Die Menschen, die zur heutigen Zeit religiös sind und auf diesem Hintergrund — und auf Grundlage der seltsamen Auffassung, dass sechs Handvoll von mehreren tausend Jahre alten, biblischen Texte ein besseres Bild der Wirklichkeit zeichnen als alle fortgeschrittene und durch die tiefere Kenntnis der Fakten und Zusammenhänge verbesserte Erkenntnisfähigkeit, die der Menschheit heute zur Verfügung steht — die Vorstellung eines „ewigen Lebens“ pflegen; diese Menschen haben dabei eine völlig andere Idee vom „ewigen Leben“ als die Mehrzahl der Autoren der alten Texte. Und. Dieser Unterschied ist durchaus beachtenswert.
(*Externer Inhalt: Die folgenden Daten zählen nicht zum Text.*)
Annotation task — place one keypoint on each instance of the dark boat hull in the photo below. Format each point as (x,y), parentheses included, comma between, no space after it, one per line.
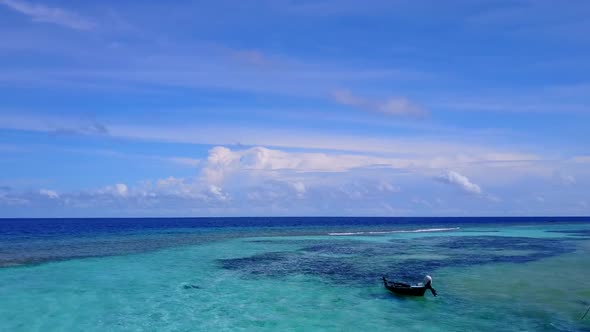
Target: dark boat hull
(402,290)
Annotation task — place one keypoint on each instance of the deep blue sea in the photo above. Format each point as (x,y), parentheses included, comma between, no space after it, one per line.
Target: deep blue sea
(294,274)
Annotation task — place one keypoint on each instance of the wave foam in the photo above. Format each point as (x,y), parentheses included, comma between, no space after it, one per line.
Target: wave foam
(399,231)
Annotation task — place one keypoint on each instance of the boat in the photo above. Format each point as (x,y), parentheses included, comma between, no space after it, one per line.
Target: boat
(401,288)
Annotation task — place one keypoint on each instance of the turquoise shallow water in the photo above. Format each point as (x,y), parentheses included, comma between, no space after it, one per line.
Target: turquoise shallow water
(489,278)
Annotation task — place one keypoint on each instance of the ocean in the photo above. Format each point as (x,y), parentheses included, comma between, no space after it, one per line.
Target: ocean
(293,274)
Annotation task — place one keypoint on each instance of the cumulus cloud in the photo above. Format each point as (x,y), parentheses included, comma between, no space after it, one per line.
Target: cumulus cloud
(45,14)
(223,162)
(52,194)
(119,189)
(460,181)
(394,106)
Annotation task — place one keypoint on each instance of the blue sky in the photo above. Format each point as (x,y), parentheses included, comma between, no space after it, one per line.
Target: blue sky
(226,108)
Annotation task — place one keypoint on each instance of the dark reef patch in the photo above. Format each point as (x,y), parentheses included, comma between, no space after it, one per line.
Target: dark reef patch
(574,232)
(364,261)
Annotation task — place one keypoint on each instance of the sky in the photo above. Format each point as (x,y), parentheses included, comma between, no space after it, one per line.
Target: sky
(294,108)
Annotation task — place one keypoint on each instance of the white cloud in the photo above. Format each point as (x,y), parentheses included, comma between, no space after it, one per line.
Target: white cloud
(119,189)
(460,181)
(394,106)
(52,194)
(42,13)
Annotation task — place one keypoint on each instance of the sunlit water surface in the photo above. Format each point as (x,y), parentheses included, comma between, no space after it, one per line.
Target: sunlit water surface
(293,274)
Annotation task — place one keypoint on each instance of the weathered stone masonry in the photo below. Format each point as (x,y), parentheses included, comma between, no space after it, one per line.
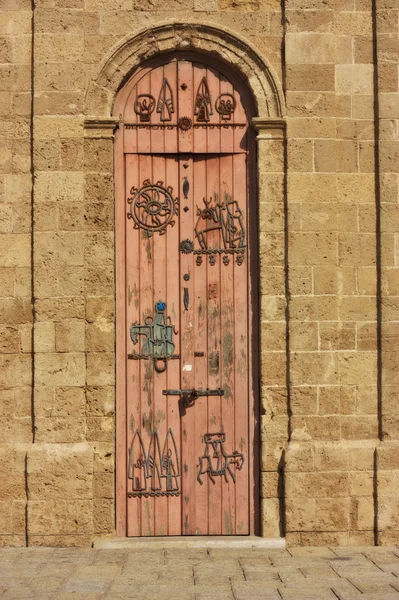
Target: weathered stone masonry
(325,79)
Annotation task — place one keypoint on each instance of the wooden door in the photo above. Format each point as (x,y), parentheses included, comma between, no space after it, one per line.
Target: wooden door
(186,311)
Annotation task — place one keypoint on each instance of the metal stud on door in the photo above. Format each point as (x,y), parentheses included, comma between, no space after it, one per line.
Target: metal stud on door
(187,312)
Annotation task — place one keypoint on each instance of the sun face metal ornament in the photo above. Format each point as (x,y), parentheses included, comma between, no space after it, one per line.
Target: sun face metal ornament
(152,207)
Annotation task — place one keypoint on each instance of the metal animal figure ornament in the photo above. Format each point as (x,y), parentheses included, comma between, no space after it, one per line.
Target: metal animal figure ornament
(203,102)
(152,472)
(216,462)
(228,218)
(158,338)
(165,104)
(144,107)
(153,207)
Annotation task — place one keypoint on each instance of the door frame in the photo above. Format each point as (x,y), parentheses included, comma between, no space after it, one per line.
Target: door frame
(253,297)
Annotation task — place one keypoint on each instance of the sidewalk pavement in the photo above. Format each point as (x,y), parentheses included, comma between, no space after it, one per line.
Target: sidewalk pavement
(199,574)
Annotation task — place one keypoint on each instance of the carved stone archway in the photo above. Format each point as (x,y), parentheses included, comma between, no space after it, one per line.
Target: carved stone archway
(225,46)
(172,36)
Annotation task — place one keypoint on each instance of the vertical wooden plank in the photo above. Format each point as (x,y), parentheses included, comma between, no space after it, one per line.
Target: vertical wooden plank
(187,353)
(159,381)
(227,350)
(131,299)
(227,132)
(185,103)
(213,137)
(200,342)
(121,433)
(173,371)
(170,136)
(157,135)
(240,134)
(214,347)
(241,356)
(147,368)
(144,133)
(199,133)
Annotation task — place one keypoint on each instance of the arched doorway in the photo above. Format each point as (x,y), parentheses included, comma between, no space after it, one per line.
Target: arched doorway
(186,295)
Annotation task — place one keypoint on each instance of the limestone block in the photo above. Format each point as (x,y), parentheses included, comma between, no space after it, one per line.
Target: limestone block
(9,339)
(53,20)
(337,400)
(300,514)
(59,248)
(71,154)
(57,127)
(306,428)
(356,249)
(98,187)
(67,369)
(314,308)
(354,79)
(359,427)
(98,155)
(104,457)
(100,401)
(270,517)
(332,514)
(99,280)
(273,368)
(69,402)
(99,216)
(59,77)
(100,368)
(273,336)
(59,47)
(70,336)
(100,429)
(318,485)
(361,483)
(104,518)
(313,248)
(15,369)
(310,48)
(59,187)
(60,429)
(63,103)
(44,335)
(304,400)
(99,248)
(14,250)
(79,516)
(299,457)
(58,309)
(60,471)
(330,457)
(103,485)
(337,336)
(100,309)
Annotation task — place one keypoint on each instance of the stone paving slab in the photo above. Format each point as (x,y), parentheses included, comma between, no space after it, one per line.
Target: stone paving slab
(170,573)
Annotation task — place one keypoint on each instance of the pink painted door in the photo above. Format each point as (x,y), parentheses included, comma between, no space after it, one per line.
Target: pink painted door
(187,311)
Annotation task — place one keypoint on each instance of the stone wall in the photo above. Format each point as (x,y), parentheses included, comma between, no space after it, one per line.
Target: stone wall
(329,284)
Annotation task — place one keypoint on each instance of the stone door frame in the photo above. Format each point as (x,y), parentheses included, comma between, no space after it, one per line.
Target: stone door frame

Noch im Mythos von Jesu Auferstehung ist die Auffassung einer völligen Kontinuität des einshaften und damit unauftrennbaren körperlichen Seins enthalten. Die österliche Entdeckung war nicht die Begegnung mit einem durch Séancen und nächtens durch verlassene Korridore dünstelnden Geistwesen, sondern die naive Feststellung einer den Tod überschreitenden körperlichen Wiederherstellung, die in starken und psychisch wirkmächtigen Bildern ausgedrückt wurde. „Das Grab ist leer“ wurde zur ersten österlichen Botschaft, bevor das Christentum eine Religion geworden; und in diesem trotzig die gebieterische biologische Tatsache verneinendem Worte schwingt auch überdeutlich mit, dass es in den Seelen jener, die diesen Mythos erblühen ließen, kein entkörpertes Leben gab, weder im Jetztseits noch in einem Jenseits. Damit. War die Idee vom Fortbestand des Seins vielleicht naiv, aber bei weitem nicht so seinsverachtend wie die spätere christliche Idee von einer den Körper überlebenden, unsterblichen Seele, mit der die Sklaven Roms über ihr entgangenes Leben getröstet werden sollten, und mit der sich die gehetzten Lohnsklaven der Jetztzeit über ihr entgangenes Leben hinwegtrösten sollen. Um. Unter den fernen Versprechungen einer staatstragenden Religion, die bislang noch jede Form der Unterdrückung und des Mordes durch die Herrschenden und Besitzenden heilig gesprochen hat, weiter und weiter zu funktionieren. Wer mit zäher Gewalt am christlich-spiritistischen Glauben einer unsterblichen Seele festklammert, erbaut in dieser Haltung nur ein trübes Mahnmal der Tatsache, dass er jedes Versprechen eines Lebens, das in der wunderbaren Möglichkeit des Daseins mitschwingt, längst von seinem eigenen Dasein abgespalten hat. Die als „offenbarte Religion“ verabreichte Betonierung dieser Lebensverneinung offenbart die Religion als kalten Todeskult; das wahre Fundament der bilblizistischen Fundamentalisten ist nicht etwa die Bibel, sondern die Kontinuität der Sklaverei.